Он садится на постели, неверными руками берет кувшин с соседнего столика и пьет прямо из горлышка. Остаток воды выплескивает себе на лицо. Струйки, текущие за шиворот, помогают прийти в себя.
— Какая же редкостная, какая изощренная и мерзкая дрянь! — еще раз с чувством произносит Маглор и встает. Вытершись, поправив одежду и тщательно расчесав волосы (он не собирается делать ни малейшей уступки замыслам Ирмо вывести его из себя), Маглор отдергивает занавесь с проема, ведущего в сад.
Ирмо неподалеку: сидит на бортике большого пруда, босиком, спустив ноги в воду, и кидает какие-то крошки карпам. Маглор выходит из маленького павильона, в котором спал, и чувствует, как вала медленно, деликатно переводит на него свое внимание. Когда-то, в юности, когда душа была невинной до прозрачности, Маглор и не подозревал, каким тяжелым может быть взгляд такого существа. А теперь при каждой встрече ему сначала нужно делать над собой усилие, чтобы подойти — как к слишком жаркому костру. Но отступать он не собирается.
Ирмо помогает ему: как-то приглушает себя, рассеивает. Сочтя это приглашением, Маглор направляется к нему, и Ирмо встречает его слегка виноватой улыбкой.
— Хотел бы я сказать «С добрым пробуждением!», но, пожалуй, воздержусь.
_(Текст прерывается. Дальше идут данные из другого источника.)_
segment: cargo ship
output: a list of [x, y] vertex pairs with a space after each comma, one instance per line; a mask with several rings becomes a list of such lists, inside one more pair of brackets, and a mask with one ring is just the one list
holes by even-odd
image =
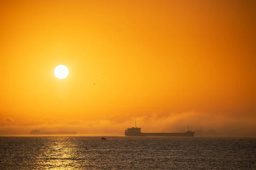
[[30, 132], [31, 135], [76, 135], [76, 132], [41, 132], [40, 130], [34, 130]]
[[190, 136], [195, 134], [195, 132], [189, 131], [188, 125], [188, 131], [184, 133], [142, 133], [141, 128], [135, 127], [128, 128], [125, 132], [125, 135], [128, 136]]

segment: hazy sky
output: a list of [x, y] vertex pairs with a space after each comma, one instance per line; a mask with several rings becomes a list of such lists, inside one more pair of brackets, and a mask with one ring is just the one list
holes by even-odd
[[256, 1], [0, 3], [0, 134], [256, 131]]

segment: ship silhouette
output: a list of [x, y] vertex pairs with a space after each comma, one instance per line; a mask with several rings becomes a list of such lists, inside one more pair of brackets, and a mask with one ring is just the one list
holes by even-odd
[[141, 128], [136, 126], [128, 128], [125, 131], [125, 135], [128, 136], [193, 136], [195, 132], [189, 131], [188, 125], [188, 131], [184, 133], [142, 133]]

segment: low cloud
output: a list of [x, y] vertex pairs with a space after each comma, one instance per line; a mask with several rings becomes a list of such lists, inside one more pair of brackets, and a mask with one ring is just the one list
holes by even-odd
[[14, 119], [11, 118], [5, 119], [4, 120], [8, 122], [14, 122]]
[[0, 122], [0, 130], [10, 134], [29, 134], [32, 129], [37, 128], [44, 131], [76, 131], [78, 134], [88, 135], [123, 135], [127, 128], [137, 125], [142, 128], [142, 132], [183, 132], [196, 131], [202, 125], [207, 131], [214, 130], [220, 134], [234, 136], [256, 135], [254, 119], [246, 116], [239, 118], [234, 115], [221, 113], [206, 113], [195, 111], [169, 113], [168, 112], [125, 113], [106, 116], [102, 119], [31, 119], [18, 121], [9, 118]]

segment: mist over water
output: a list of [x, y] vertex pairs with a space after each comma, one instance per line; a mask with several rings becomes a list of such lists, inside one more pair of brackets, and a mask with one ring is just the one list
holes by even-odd
[[0, 169], [246, 169], [256, 138], [0, 137]]

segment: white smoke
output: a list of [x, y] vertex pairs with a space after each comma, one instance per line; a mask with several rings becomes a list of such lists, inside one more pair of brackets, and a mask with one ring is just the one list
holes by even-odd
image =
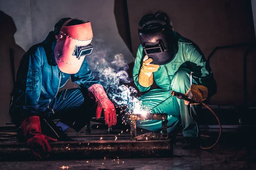
[[129, 68], [127, 62], [121, 54], [113, 57], [107, 56], [107, 51], [94, 52], [87, 57], [92, 74], [101, 82], [111, 100], [116, 108], [120, 108], [120, 112], [139, 113], [143, 107], [136, 97], [137, 90], [127, 84], [132, 82], [127, 73]]

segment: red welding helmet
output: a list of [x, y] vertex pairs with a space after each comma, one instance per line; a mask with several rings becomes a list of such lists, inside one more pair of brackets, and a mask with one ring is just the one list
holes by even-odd
[[85, 56], [90, 54], [93, 49], [90, 22], [66, 26], [72, 20], [63, 24], [54, 49], [54, 56], [60, 70], [69, 74], [79, 71]]

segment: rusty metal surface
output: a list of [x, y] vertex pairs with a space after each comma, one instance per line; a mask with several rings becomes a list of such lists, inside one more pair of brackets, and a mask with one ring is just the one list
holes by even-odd
[[[88, 141], [51, 143], [50, 160], [80, 159], [169, 157], [173, 155], [170, 139], [132, 141]], [[32, 160], [29, 149], [25, 143], [2, 144], [0, 160]]]

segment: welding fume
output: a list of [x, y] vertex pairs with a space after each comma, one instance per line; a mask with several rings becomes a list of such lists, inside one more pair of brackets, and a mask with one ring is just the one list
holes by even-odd
[[[165, 13], [148, 14], [139, 26], [141, 45], [132, 76], [135, 85], [145, 92], [139, 98], [133, 96], [134, 88], [120, 82], [130, 82], [125, 71], [116, 71], [105, 60], [96, 61], [104, 65], [100, 68], [89, 66], [87, 57], [93, 53], [90, 22], [60, 20], [44, 40], [24, 55], [11, 94], [9, 115], [18, 141], [26, 142], [38, 159], [49, 156], [49, 142], [72, 141], [64, 131], [70, 127], [79, 132], [92, 117], [99, 119], [104, 113], [105, 124], [116, 125], [114, 105], [127, 107], [126, 113], [167, 115], [167, 125], [160, 118], [138, 120], [136, 126], [159, 132], [163, 125], [165, 133], [172, 133], [182, 123], [183, 144], [199, 146], [196, 105], [216, 92], [211, 68], [198, 47], [174, 30]], [[70, 77], [79, 88], [59, 92]], [[150, 90], [154, 81], [157, 87]], [[175, 97], [173, 91], [193, 102]], [[55, 124], [55, 119], [59, 121]]]
[[[100, 82], [91, 75], [86, 57], [93, 46], [90, 22], [60, 20], [41, 43], [23, 56], [11, 94], [9, 115], [18, 140], [26, 142], [35, 157], [49, 156], [49, 142], [72, 141], [63, 131], [79, 132], [93, 116], [104, 112], [109, 127], [116, 123], [116, 110]], [[58, 92], [69, 78], [79, 88]], [[86, 111], [85, 111], [86, 110]], [[60, 121], [56, 124], [52, 120]]]
[[[150, 113], [168, 114], [168, 133], [182, 123], [183, 144], [191, 148], [199, 147], [196, 106], [216, 93], [211, 68], [199, 47], [174, 30], [166, 13], [146, 14], [139, 26], [141, 45], [133, 76], [138, 88], [146, 92], [139, 99]], [[154, 81], [158, 87], [148, 91]], [[189, 101], [177, 99], [172, 91], [187, 95], [195, 102], [190, 105]], [[138, 121], [137, 127], [157, 132], [161, 129], [161, 121]]]

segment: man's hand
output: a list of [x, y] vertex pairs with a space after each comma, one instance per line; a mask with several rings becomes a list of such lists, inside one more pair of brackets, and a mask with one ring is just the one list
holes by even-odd
[[139, 83], [142, 86], [148, 87], [153, 84], [152, 73], [157, 71], [159, 68], [159, 65], [150, 64], [153, 61], [151, 58], [145, 56], [140, 68], [140, 72], [139, 75]]
[[102, 110], [105, 117], [105, 124], [108, 125], [108, 127], [116, 124], [116, 113], [113, 103], [108, 98], [108, 96], [101, 85], [95, 84], [88, 88], [90, 94], [97, 103], [96, 109], [96, 119], [99, 119], [101, 116]]
[[32, 116], [26, 119], [20, 126], [29, 147], [38, 160], [49, 156], [52, 148], [49, 143], [57, 139], [42, 134], [39, 117]]
[[[192, 85], [186, 94], [195, 101], [195, 103], [192, 105], [198, 105], [207, 98], [208, 93], [208, 89], [206, 87], [201, 85]], [[184, 102], [186, 105], [188, 105], [190, 103], [186, 100]]]

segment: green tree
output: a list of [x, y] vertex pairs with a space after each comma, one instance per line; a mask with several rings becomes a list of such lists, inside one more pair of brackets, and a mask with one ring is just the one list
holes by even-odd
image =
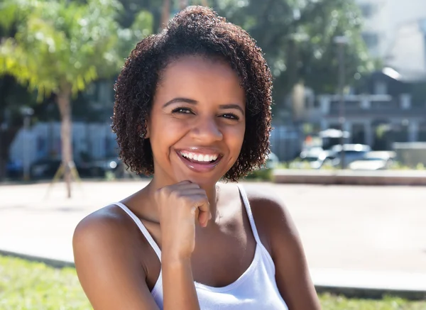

Присаживайся, Макалаурэ, — указывает вала на бортик рядом с собой.
Маглор не отказывает себе в том, чтобы высказаться:
— Подожди, владыка Ирмо. Я еще не решил, сесть ли рядом с тобой — или столкнуть тебя к карпам. Я тут во сне увидел отличный способ решения проблем. Вот думаю, не опробовать ли его на тебе. Пруд по колено — это, конечно, не огненная пропасть, но удовольствие я определенно получу!
В глазах Ирмо начинают плясать веселые искорки.
— А это хорошая мысль! Давай попробуем, может получиться что-то интересное!
— Пожалуй, все-таки в другой раз, — не без яда отвечает Маглор. — Мне надо продумать месть как следует. Раз уж у меня открылись такие таланты.
— Договорились! – с воодушевлением восклицает вала.
Маглор садится рядом с Ирмо и опускает босые ноги в воду. В первые минуты она кажется прохладной и как будто смывает досаду на глупый и оскорбительный сон. А может быть, это делают неизменно исходящие от Ирмо волны беззаботной уверенности в том, что всё идет хорошо, как бы странно это «всё» ни выглядело.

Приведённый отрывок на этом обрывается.